Sunday, August 1, 2010

Simple Commitments


Saat menjadi mahasiswa,aku sering terkagum-kagum melihat kakak-kakak aktivis di kampus yang punya segudang komitment. Jadi mahasiswa, so pasti, jadi asisten dosen, pengurus himpunan, anggota klub hobi, panitia seminar, moderator, pengurus jama'ah/kelompok pengajian, sampai ada yang kerja paruh waktu di proyek segala. Mencengangkan, betapa tingginya keahlian mereka untuk mengelola waktu demi berbagai komitmen tersebut. Apa tidak puyeng, ya?

Sama begitu masuk di dunia kerja, kitapun berhadapan dengan segudang komitmen. Apalagi kalau sudah menikah, wanita akan punya dua peran, yaitu istri/ibu dan karyawan. Aku ikutan kagum melihat seorang teman yang dengan lihainya mengatur keluarga, memiliki posisi tinggi di kampus dan tetap konsisten berkarya. Subhanallah.

Sayangnya tiap orang tidak secerdas itu dalam mengelola komitmen. Aku pernah ketiban beberapa komitmen dalam satu semester yang semuanya bisa dikatakan tidak begitu sukses. Komitment itu datang sendiri, dengan anggukan, mengiyakan ataupun tak dapat menolak kata yang memberikannya. Alhasil aku pontang-panting memenuhi, sambil berharap komitmen tersebut berkurang. Walaupun tampaknya di dunia kerja, kita mesti mampu mengelola beberapa komitmen jika ingin sukses lebih cepat.

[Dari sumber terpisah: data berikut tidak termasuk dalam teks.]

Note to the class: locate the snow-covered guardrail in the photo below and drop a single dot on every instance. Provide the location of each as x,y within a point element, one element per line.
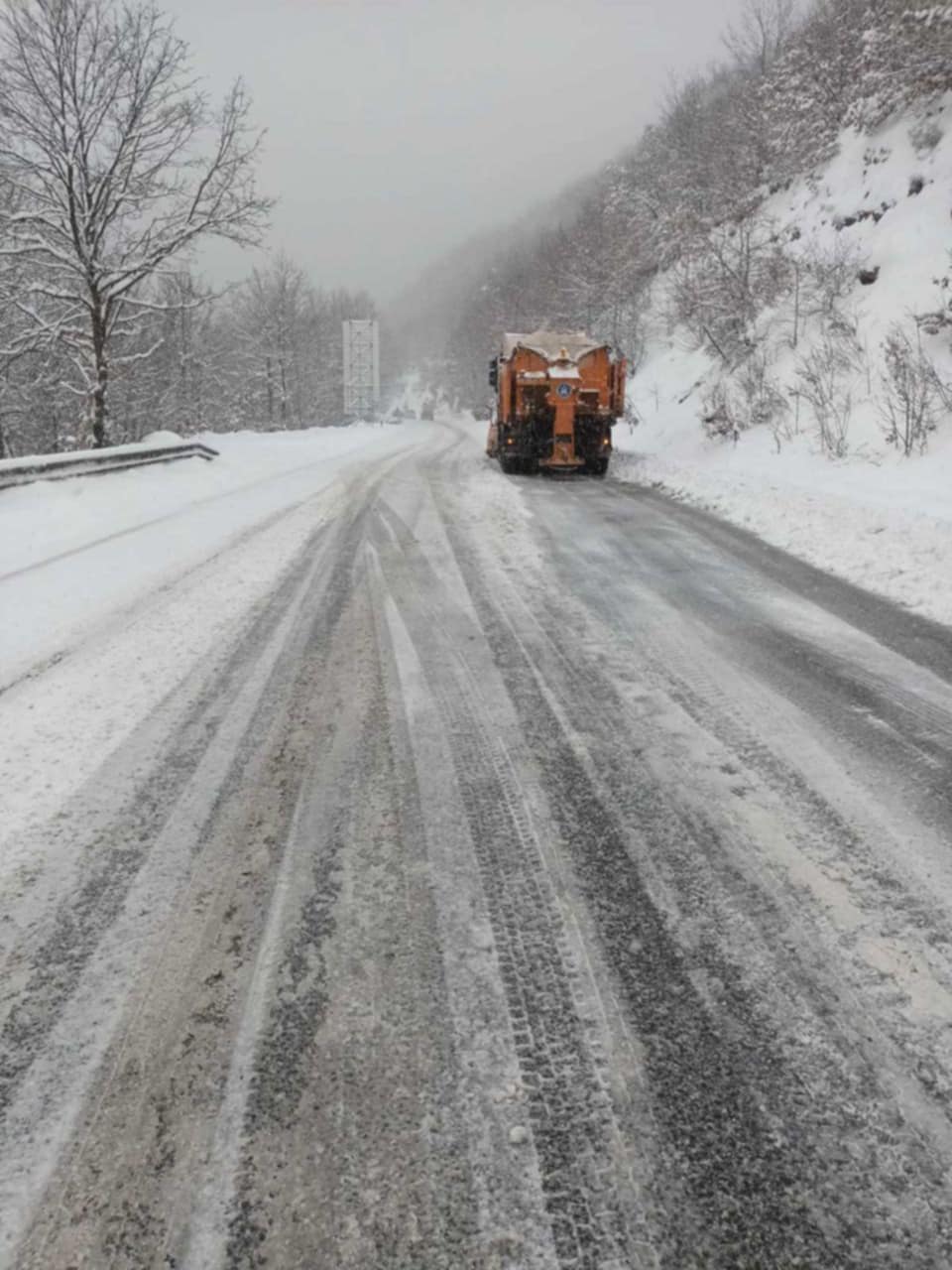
<point>91,462</point>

Setelah membaca 'Daily Druxter' mengenai simplify your commitments, 'The Power of Less' dalam bab Simple Commitments, akhirnya aku mengerti bahwa less bukan berarti sedikit. Perbedaannya, apakah kita semakin mencoba melakukan semuanya dalam waktu singkat dan selesai 50-70%, atau mencoba melakukan sedikit secara bertahap tapi tiap pekerjaan selesai 80-90%. Yang pasti, sama seperti saat mengerjakan ujian/tugas kuliah, ada rasa 'berbeda' saat kita belajar sungguh-sungguh dan dapat A, dengan belajar setengah-setengah lalu dapat C.

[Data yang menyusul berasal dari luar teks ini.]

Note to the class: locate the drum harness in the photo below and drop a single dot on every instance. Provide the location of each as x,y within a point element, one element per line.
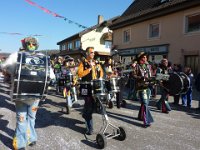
<point>102,135</point>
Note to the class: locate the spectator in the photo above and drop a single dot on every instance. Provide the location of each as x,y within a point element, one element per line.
<point>187,97</point>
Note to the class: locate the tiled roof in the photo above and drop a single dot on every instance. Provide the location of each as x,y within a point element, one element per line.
<point>142,8</point>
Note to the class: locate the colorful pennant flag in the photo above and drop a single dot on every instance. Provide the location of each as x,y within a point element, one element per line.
<point>54,14</point>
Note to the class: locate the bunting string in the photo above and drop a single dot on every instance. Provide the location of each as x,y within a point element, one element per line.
<point>16,33</point>
<point>55,14</point>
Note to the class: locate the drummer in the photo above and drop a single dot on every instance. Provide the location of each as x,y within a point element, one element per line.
<point>67,69</point>
<point>163,104</point>
<point>109,72</point>
<point>141,74</point>
<point>88,70</point>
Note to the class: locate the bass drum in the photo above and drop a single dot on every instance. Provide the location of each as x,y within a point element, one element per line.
<point>178,83</point>
<point>186,82</point>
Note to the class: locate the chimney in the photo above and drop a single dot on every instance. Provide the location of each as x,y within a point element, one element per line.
<point>100,19</point>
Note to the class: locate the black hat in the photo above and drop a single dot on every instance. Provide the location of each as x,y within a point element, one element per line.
<point>140,55</point>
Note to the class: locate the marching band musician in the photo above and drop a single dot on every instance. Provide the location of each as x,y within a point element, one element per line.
<point>68,69</point>
<point>142,74</point>
<point>25,133</point>
<point>163,104</point>
<point>89,70</point>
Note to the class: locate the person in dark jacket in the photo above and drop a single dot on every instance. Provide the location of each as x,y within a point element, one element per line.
<point>197,86</point>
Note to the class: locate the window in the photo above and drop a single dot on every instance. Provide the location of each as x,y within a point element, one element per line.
<point>153,30</point>
<point>63,47</point>
<point>127,36</point>
<point>192,23</point>
<point>77,44</point>
<point>69,46</point>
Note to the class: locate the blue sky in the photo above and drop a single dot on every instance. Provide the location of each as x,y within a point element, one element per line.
<point>18,16</point>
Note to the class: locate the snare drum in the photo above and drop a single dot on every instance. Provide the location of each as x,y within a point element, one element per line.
<point>85,89</point>
<point>61,81</point>
<point>114,84</point>
<point>98,87</point>
<point>178,83</point>
<point>186,82</point>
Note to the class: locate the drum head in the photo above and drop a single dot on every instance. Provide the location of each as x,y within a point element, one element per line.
<point>99,87</point>
<point>186,82</point>
<point>175,84</point>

Tidak mencoba meraih segalanya dalam waktu singkat dengan mengurangi komitmen memiliki efek lebih besar. Kita tidak tergesa-gesa, stress, panik, tidak punya waktu untuk hidup kita, atau kehabisan energi untuk melakukan hal lain. Bandingkan dengan anak-anak kecil jaman kini yang memiliki banyak komitmen setelah sekolah, seperti ekskul piano, renang, melukis, sudoku, karate, kursus bahasa Inggris, dan mengaji. Maka, anak-anak akan kelelahan setelah melakukan semuanya. Mereka cenderung kehabisan energi untuk 'jadi anak-anak' sepulang dari beraktivitas. Jadi seperti itulah diri kita yang bisa kehilangan fokus dan minat karena kelelahan mengerjakan semua komitmen tersebut.

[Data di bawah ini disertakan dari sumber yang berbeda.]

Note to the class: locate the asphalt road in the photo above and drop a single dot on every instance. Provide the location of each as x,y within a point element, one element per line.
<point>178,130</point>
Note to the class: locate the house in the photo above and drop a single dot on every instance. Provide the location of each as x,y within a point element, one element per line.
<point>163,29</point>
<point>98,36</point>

Mencoba mengurangi komitment, paling tidak 5 saja dalam satu tahun/semester mungkin sudah cukup baik. Untuk komitmen yang tidak prioritas, kita bisa memberi tahu si pemberi komitment bahwa kita tidak bisa mengerjakannya. Belajar bilang 'maaf' dan 'tidak', untuk komitmen baru. Pastikan komitmen mana yang paling penting dan paling ingin kita lakukan. Jangan terikat dengan keinginan untuk melakukan sesuatu sebanyak-banyaknya dalam waktu singkat. Terima diri apa adanya dan nikmati setiap pekerjaan dengan sebaik-baiknya. Karena semakin singkat 'to do list', bisa dipastikan semakin fokus dan berkurang tingkat ketergesa-gesaan kita. Jadi bagi yang kelabakan dengan segudang komitmen, ayuk kita belajar mulai menguranginya.

Perth,
Sorry guys, since I've been committed to finish my thesis soon, so, I have to stop blogging until my first draft ready in the next few months.

We'll see if I could get back sometimes.